Source materials

Here is a list with links to the jupyter notebook and original dataset used to generate the findings on this page:

Summary and challenges

There are 74,065 streetlights listed by their lat and long in this dataset. All records are of type LIGHT so the only useful information in this dataset is the location of the light. Given this we first plotted out each of the lights on a map of the city of Boston. The map shows a sparse distribution of light locations in the lower-left corner of the map.

street-lights_overall

Missing Data

This is shown more clearly by comparing two figures below.
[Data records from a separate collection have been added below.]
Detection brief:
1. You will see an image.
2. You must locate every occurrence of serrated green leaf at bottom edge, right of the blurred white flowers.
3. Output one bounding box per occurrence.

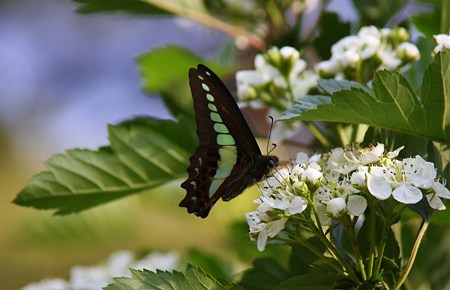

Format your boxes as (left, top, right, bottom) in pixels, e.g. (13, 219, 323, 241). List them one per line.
(105, 265, 227, 290)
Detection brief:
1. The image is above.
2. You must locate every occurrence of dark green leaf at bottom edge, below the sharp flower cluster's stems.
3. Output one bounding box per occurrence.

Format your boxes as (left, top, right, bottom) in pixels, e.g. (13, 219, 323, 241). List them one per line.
(273, 272, 342, 290)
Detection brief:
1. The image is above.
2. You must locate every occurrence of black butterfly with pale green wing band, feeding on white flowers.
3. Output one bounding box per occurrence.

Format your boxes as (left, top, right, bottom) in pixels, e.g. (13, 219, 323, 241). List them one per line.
(179, 64, 278, 218)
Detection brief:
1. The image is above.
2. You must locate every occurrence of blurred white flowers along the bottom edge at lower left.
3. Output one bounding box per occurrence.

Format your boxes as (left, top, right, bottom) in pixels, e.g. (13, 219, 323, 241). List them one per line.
(22, 250, 180, 290)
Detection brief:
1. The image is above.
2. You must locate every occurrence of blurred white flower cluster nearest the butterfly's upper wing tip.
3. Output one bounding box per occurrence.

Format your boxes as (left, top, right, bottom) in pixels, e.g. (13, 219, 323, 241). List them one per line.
(236, 46, 319, 111)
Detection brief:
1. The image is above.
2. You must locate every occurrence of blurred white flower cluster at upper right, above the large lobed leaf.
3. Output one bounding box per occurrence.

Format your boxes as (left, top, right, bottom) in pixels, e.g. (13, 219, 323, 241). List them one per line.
(316, 26, 420, 79)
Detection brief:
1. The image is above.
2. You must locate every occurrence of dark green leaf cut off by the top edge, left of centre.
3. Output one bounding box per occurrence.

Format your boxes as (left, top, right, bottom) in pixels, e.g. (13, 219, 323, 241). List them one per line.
(73, 0, 168, 14)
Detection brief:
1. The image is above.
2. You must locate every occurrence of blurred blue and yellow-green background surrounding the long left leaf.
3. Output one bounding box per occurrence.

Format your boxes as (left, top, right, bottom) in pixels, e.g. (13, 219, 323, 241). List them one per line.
(0, 0, 239, 289)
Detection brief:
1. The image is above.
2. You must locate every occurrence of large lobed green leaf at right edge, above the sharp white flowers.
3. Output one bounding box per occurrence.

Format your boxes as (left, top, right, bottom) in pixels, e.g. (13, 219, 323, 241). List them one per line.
(280, 51, 450, 143)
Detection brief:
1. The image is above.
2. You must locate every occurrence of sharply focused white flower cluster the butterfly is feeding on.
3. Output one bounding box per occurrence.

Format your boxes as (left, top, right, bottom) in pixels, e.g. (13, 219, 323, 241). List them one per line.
(247, 144, 450, 251)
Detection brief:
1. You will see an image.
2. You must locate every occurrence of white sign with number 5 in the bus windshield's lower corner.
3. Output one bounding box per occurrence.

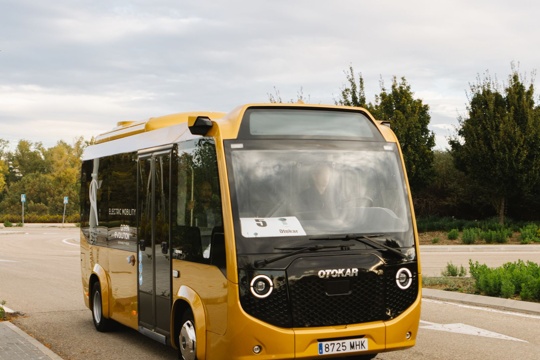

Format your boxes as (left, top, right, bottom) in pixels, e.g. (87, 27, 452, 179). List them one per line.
(240, 216, 306, 238)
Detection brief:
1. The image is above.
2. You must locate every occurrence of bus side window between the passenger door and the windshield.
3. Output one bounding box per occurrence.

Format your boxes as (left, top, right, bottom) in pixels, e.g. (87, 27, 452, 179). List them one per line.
(172, 138, 223, 263)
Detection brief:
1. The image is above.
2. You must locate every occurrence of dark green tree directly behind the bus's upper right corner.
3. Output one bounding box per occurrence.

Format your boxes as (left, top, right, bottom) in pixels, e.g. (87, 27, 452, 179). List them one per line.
(336, 66, 435, 191)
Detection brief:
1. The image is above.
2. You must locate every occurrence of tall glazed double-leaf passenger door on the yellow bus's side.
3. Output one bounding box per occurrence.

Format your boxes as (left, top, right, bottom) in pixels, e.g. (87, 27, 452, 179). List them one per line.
(138, 149, 172, 343)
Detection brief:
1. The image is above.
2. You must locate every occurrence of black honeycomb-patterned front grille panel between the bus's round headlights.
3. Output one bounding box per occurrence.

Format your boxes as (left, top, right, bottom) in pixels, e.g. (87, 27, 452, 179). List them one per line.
(240, 263, 418, 328)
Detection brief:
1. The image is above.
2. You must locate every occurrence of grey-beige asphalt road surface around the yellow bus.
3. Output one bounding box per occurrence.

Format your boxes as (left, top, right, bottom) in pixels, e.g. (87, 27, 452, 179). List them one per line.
(0, 225, 540, 360)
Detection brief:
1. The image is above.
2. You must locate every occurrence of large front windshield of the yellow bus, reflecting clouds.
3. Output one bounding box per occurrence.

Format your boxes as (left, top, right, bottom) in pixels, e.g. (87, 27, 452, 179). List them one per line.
(228, 139, 414, 252)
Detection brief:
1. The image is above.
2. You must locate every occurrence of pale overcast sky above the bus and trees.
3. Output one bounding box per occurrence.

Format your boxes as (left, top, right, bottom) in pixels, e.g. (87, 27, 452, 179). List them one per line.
(0, 0, 540, 149)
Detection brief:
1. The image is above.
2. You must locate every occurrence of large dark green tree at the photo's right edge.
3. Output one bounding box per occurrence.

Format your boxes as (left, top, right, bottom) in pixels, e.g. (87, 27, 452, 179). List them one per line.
(450, 69, 540, 223)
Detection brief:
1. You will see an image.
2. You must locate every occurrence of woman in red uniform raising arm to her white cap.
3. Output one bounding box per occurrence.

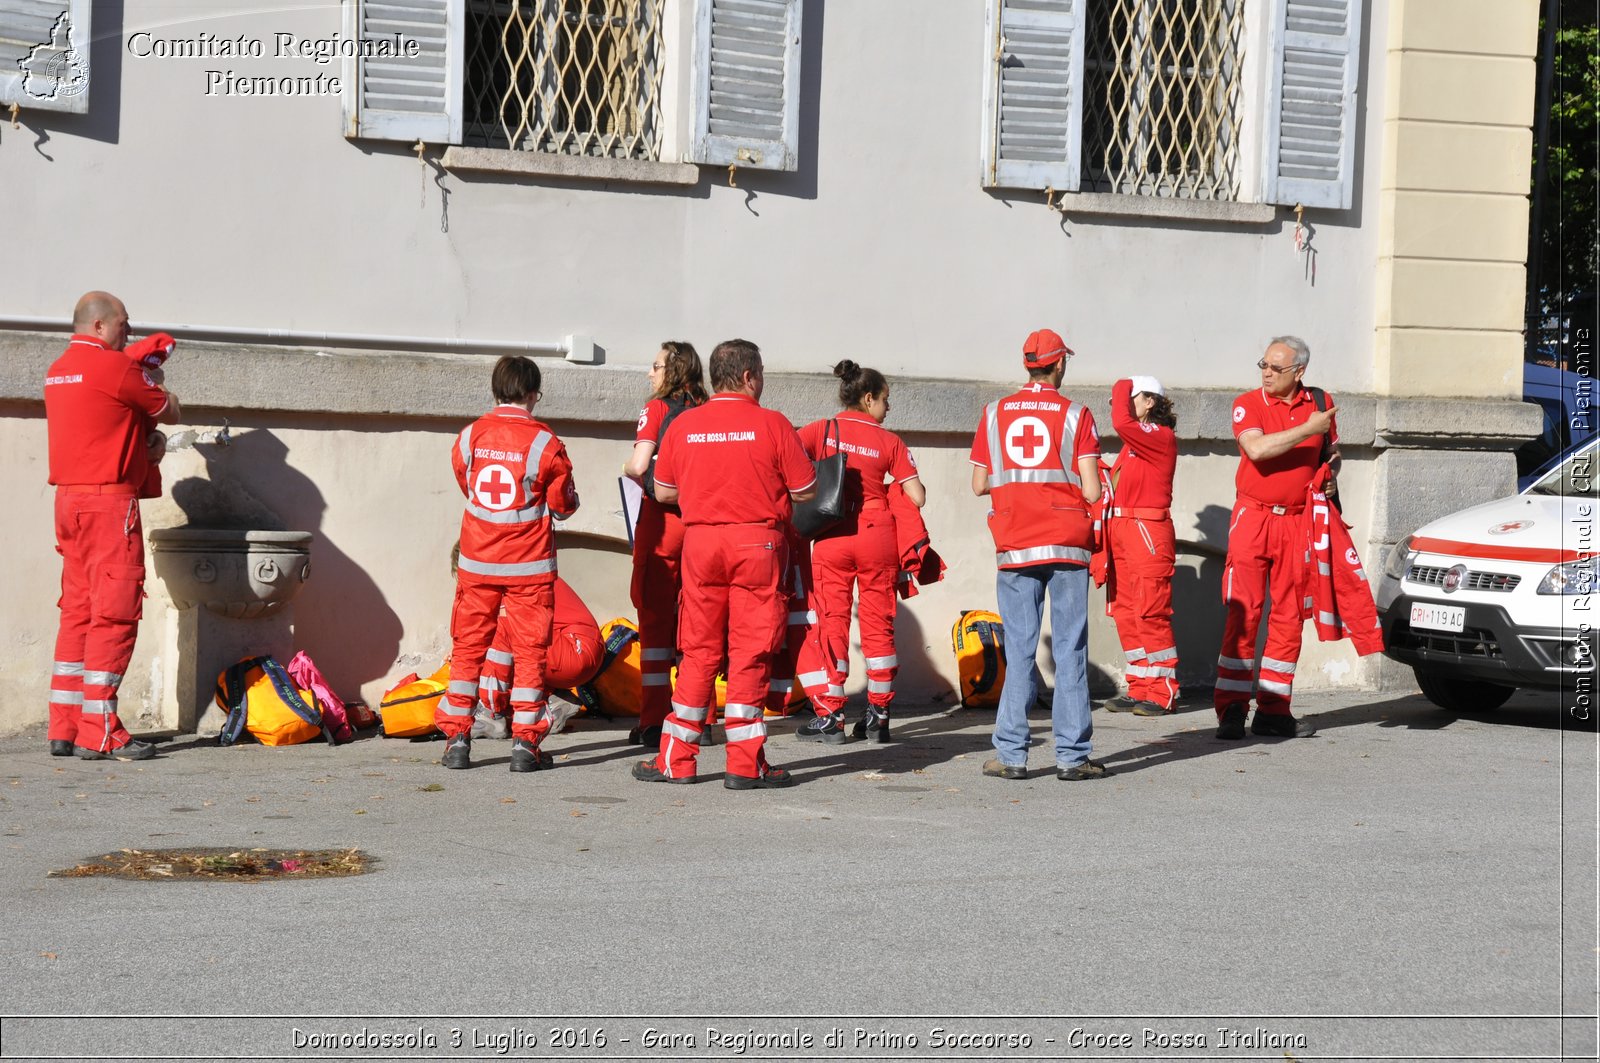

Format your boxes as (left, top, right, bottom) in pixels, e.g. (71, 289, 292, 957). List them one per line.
(1106, 376, 1178, 716)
The bottom figure indicates that there are multiple streets with no lights in zip code 02132 (West Roxbury).

street-lights_dense

street-lights_missing

To explore whether this sparsity was in fact missing data, we investigated Google Street View to explore some of these West Roxbury streets. We found that these streets do indeed have streetlights (as is shown in the photograph below) confirming that this dataset is not a complete representation of streetlights in Boston. This missing streetlight data has the potential of skewing any model that uses this information as a predictor.

street-lights_street-view

Feature Engineering

However, to further explore the usefulness of this data and any effect of this missing data, we have begun work on engineering a model feature that measures streetlight density within 100 meters (configurable) of each crime in the crime dataset. For example, here are the number of streetlights within 100 meter proximity of the first twenty observations in the crime dataset:

[0, 4, 8, 55, 43, 37, 53, 33, 33, 27, 28, 54, 54, 28, 33, 2, 26, 19, 22, 31].